Red. (Den of Mercenaries #1)(79)



“And now they won’t be a problemanymore.”

Not for her. Nor Jimmy. Nor anyone else that was being hustled by the pair of brothers.

In mere weeks, Niklaus had solved another problem for her.

He had always been rather good at that.

“Do you have another job?” she asked as he set her back on her feet, gazing up. “Are you leaving again?”

She might not have known what jobs he had been on before, so she hadn’t seen the beginning or the end, but now she was right in the middle of it.

“Not if I’m staying with you.”

She smiled. “What exactly are you asking?”

His lips tilted up into a smile that made her heart ache with happiness. “A few nights, or all of them. Your choice.”

She had never been able to resist him, not then, and definitely not now.





Epilogue





“There a reason you needed to disrupt my day, Volkov,” Niklaus asked as he joined his brother in his McLaren, already pulling on his seatbelt though they had yet to pull off.

He didn’t trust anyone’s driving but his own.

“I owed you a debt. An apology was never good enough, so I had to do something else.”

Niklaus just stared at his twin. “What the f*ck are you talking about?”

Mishca didn’t respond, merely putting the car into drive and pulling away from the curb. If Niklaus wasn’t already confused as to what was happening, it only got worse. Not only was this out of the ordinary for him—they had mended bridges though they still didn’t go out of their way to be around each other—but he was driving, and as far as Niklaus could tell, he didn’t have any of his muscle trailing them.

If it was anyone else, Niklaus might have thought that he was being taken to his death or at the very least an ambush.

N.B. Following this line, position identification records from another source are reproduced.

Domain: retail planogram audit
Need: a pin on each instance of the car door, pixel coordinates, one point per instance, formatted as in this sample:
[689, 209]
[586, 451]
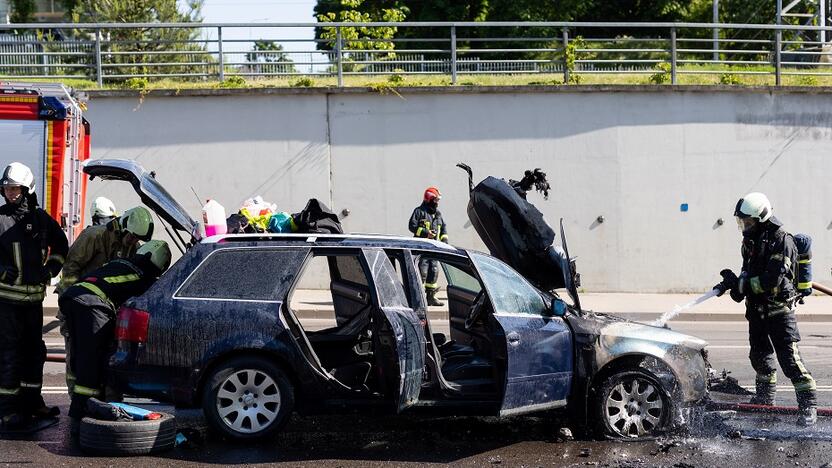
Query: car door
[538, 346]
[400, 340]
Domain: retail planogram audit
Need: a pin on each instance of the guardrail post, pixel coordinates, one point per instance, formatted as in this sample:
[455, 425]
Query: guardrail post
[453, 54]
[99, 76]
[565, 56]
[219, 49]
[672, 55]
[778, 38]
[339, 56]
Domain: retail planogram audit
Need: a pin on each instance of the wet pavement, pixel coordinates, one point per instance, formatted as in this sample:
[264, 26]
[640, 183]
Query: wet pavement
[352, 441]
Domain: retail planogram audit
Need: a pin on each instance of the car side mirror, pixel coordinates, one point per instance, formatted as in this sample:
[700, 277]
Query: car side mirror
[558, 308]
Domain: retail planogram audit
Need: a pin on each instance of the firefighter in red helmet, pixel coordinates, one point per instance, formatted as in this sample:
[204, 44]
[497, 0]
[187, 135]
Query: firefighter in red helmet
[426, 222]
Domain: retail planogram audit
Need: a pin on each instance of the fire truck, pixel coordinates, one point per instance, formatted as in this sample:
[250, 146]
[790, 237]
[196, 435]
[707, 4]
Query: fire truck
[42, 126]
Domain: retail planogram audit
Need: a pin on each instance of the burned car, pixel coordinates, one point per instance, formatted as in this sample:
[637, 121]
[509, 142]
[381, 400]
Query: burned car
[222, 329]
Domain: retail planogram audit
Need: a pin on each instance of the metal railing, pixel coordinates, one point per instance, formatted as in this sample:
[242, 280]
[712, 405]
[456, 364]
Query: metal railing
[664, 52]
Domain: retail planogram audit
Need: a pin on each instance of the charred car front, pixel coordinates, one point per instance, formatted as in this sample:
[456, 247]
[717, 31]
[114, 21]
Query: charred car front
[222, 329]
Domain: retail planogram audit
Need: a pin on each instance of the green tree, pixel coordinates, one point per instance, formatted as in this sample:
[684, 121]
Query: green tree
[268, 57]
[141, 50]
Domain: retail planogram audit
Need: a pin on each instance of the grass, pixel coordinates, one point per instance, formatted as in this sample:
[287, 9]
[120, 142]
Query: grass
[687, 75]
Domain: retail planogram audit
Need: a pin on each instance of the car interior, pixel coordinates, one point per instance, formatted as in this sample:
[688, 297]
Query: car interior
[340, 335]
[462, 355]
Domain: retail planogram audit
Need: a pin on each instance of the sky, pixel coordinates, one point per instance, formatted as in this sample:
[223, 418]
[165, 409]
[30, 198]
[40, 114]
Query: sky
[262, 11]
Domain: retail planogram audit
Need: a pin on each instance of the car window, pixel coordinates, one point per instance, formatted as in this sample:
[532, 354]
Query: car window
[349, 269]
[461, 279]
[244, 274]
[509, 292]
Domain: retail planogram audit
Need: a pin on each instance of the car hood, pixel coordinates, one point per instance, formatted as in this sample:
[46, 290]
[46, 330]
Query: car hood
[149, 190]
[612, 330]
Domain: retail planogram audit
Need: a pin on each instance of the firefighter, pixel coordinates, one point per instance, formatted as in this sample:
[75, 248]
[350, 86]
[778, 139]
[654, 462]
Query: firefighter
[96, 246]
[89, 308]
[103, 211]
[767, 283]
[32, 251]
[426, 222]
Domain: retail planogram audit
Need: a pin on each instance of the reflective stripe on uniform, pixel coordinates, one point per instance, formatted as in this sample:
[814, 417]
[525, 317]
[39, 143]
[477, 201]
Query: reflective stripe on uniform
[767, 378]
[122, 278]
[95, 290]
[756, 287]
[85, 391]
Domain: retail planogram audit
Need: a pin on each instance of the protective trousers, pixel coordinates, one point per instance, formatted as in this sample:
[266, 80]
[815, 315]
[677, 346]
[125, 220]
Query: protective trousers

Though the McCarthy family was taken care of, and the man Niklaus had been tasked with finding was in the wind, he still had a meeting with the Kingmaker to tell him everything that had gone down.

He wouldn’t put it past his handler to orchestrate this just to f*ck with him.

Except, they pulled over at a brownstone in a suburban neighborhood where there were people out walking their dogs, jogging, or other such things.

Mishca still didn’t explain as he killed the engine and climbed out, fully expecting Niklaus to follow behind him. His curiosity piqued, he did.

Producing a key, Mishca unlocked the residence, stepping out of the way with a nod of his head for Niklaus to go ahead of him.

“Are you going to explain, or do you want me to guess?” Niklaus asked as he walked in, the scent of freshly painted walls greeting him.

The space was fully decorated in warm neutrals, and looked lived in already despite how new everything looked. He heard voices coming from what he thought was the kitchen, Reagan he could tell, and Lauren from the soft laughter. And somebody else, but he couldn’t make out the voice.

“What, you bought me a place?” Niklaus asked. While he would never admit it aloud, the place was pretty nice. “Sorry, Russian, I don’t need it.”

“Not for you,” he said pocketing his keys. “Someone else.”

“Then who—”

The question was answered when his gaze moved to the three people that were walking in from the doorway across the room.

“I didn’t need all of this.”

“We know,” Lauren was saying, “but you deserve this.”

The woman Lauren was talking to was tiny, probably shorter than even Alex, with silver hair neatly smoothed into a bun at the nape of her neck. Wrinkles were abundant in her face from a lifetime of laughter and hard work. She had kind eyes, ones that had never looked at Niklaus with anything other than love and acceptance. While she had never hid the fact that she had adopted him—though she never told him the full story as to who and where he came from—she had never treated him as anything other than her son.

His mother, a woman he hadn’t seen in years, stood across the room from him.

It almost felt like his chest was breaking open.

“Mama?”

Malvina Antakova looked to him then, her face splitting into the softest, but most honest smiles he had ever seen. He could just see the tears in her eyes as she crossed the floor towards him.

He was halfway to her when he stopped and dropped to his knees to make up for their height difference.

Since his training, Niklaus had feared he didn’t know if he was capable of tears, thinking it had been beaten out of him, but as he felt the arms of his mother close around him, he could feel the lump in his throat, the sting in the back of his eyes.

“Syn moy—my son,” he heard whispered above him, the words taking him back to early mornings in the Florida heat as he happily went along with her to a job not wanting her to be alone.

Or the nights when it was just the pair of them at home, sitting in the living room with pizza, even though she hated the taste of it.

But she ate with him, because he enjoyed it.

Laughed with him when he needed it most.

Loved him when no one else would.

“I didn’t believe him, you know,” Malvina said pulling away after a moment, lifting her hands to cradle his face. “How could you have been okay after all these years?”

She looked between them, Niklaus and Mishca. “The resemblance really is uncanny. Catja would have loved to see her boys together again.”